The set of pages in the most recent delta page references is the working set.
- If a page is in active use, it will be in the working set.
- If a page is no longer being used, it will drop from the working set delta time units after its last reference.

Thus, the working set is an approximation of the program's locality.
The accuracy of the working set depends on the selection of delta:

If delta is too small, it will not encompass the entire locality;
If delta is too large, it may overlap several localities.

How does it work:

OS monitors the working set of each process and allocates to that working set enough frames to provide it with its working-set size.
If there are enough extra frames, another process can be initiated.
If the sum of the working-set sizes increases, exceeding the total number of available frames, OS selected a process to suspend.
The process's pages are written out(swapped), and its frames are reallocated to other processes.
The suspended process can be restarted later.

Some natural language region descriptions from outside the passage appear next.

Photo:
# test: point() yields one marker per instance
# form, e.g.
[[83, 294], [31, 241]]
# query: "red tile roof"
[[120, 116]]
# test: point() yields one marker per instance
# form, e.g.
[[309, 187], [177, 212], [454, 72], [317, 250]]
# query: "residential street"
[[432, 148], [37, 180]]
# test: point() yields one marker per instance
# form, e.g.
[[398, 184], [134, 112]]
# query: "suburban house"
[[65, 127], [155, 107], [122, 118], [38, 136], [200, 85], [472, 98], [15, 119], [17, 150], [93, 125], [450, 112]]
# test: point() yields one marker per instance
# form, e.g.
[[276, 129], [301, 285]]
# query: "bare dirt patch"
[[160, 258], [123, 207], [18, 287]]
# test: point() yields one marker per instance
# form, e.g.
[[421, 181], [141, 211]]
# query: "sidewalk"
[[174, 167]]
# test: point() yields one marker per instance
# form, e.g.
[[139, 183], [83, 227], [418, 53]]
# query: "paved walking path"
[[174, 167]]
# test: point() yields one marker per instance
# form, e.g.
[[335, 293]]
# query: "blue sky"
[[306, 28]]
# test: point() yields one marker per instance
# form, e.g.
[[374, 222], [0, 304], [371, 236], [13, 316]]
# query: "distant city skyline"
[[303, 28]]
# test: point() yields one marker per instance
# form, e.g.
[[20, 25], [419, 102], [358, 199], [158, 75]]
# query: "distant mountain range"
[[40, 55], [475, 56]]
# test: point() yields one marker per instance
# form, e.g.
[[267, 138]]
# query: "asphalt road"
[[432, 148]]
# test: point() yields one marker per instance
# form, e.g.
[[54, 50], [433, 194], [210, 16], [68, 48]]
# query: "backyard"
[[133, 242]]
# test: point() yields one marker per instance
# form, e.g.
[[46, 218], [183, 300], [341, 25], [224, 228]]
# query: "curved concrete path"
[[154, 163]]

This strategy prevents thrashing while keeping the degree of multiprogramming as high as possible. Thus it optimizes CPU utilization.

It's hard to keep track of the working set because the working-set window is a moving window.
We can approximate the working-set model with a fixed-interval timer interrupt and a reference bit. We update the reference bit when the timer interrupt incurs and when a page fault incurs, the pages with particular reference bit(larger than 00, for example) are considered in the working set.

Page-Fault Frequency

Page-fault frequency(PFF): a more direct approach to handle thrashing:

If the page-fault rate exceeds the upper limit, we allocate the process another frame;
- If the page-fault rate increases and no free frames are available, we must select some process and suspend it.
If the page-fault rate falls below the lower limit, we remove a frame from the process.

Memory-Mapped Files

Memory-mapping: Instead of using standard system calls open(), read(), write() to access files, we can use virtual memory techniques to treat file I/O as routine memory accesses.

Basic Mechanism

Memory-mapping a file is accomplished by mapping a disk block to a page(or pages) in memory.

Initial access to the file proceeds through ordinary demand paging, resulting in a page fault;
a page-sized portion of the file is read from the file system into a physical page;
subsequent reads and writes to the file are handled as routine memory accesses;
The practice simplifies file access and usage by allowing the system of manipulate files through memory rather than incurring the overhead of using the read() and write() system calls.

Allocating Kernel Memory

Kernel memory is often allocated from a free-memory pool different from the list(discussed earlier) used to satisfy ordinary user-mode processes. There are two primary reasons for this:

The kernel requests memory for data structures of varying sizes, some of which are less than a page in size. Use paging will generate fragmentation problem.
Pages allocated to user-mode processes do not necessarily have to be in contiguous physical memory. However, certain hardware devices interact directly with physical memory -- without the benefit of virtual memory interface -- and consequently may require memory residing in physically contiguous pages.

Buddy System

The buddy system allocates memory from a fixed-size segment consisting of physically contiguous pages. Memory is allocated from this segment using a power-of-2 allocator, which satisfies requests in units sized as a power of 2 (4 KB, 8 KB, 16 KB, and so forth). A request in units not appropriately sized is rounded up to the next highest power of 2.

We split a memory chunk evenly until we get a block that meets the requirement from the allocator.

Drawback: up to 50% internal fragmentation.

Slab Allocation

A slab is made up of one or more physically contiguous pages.
A cache consists of one or more slabs.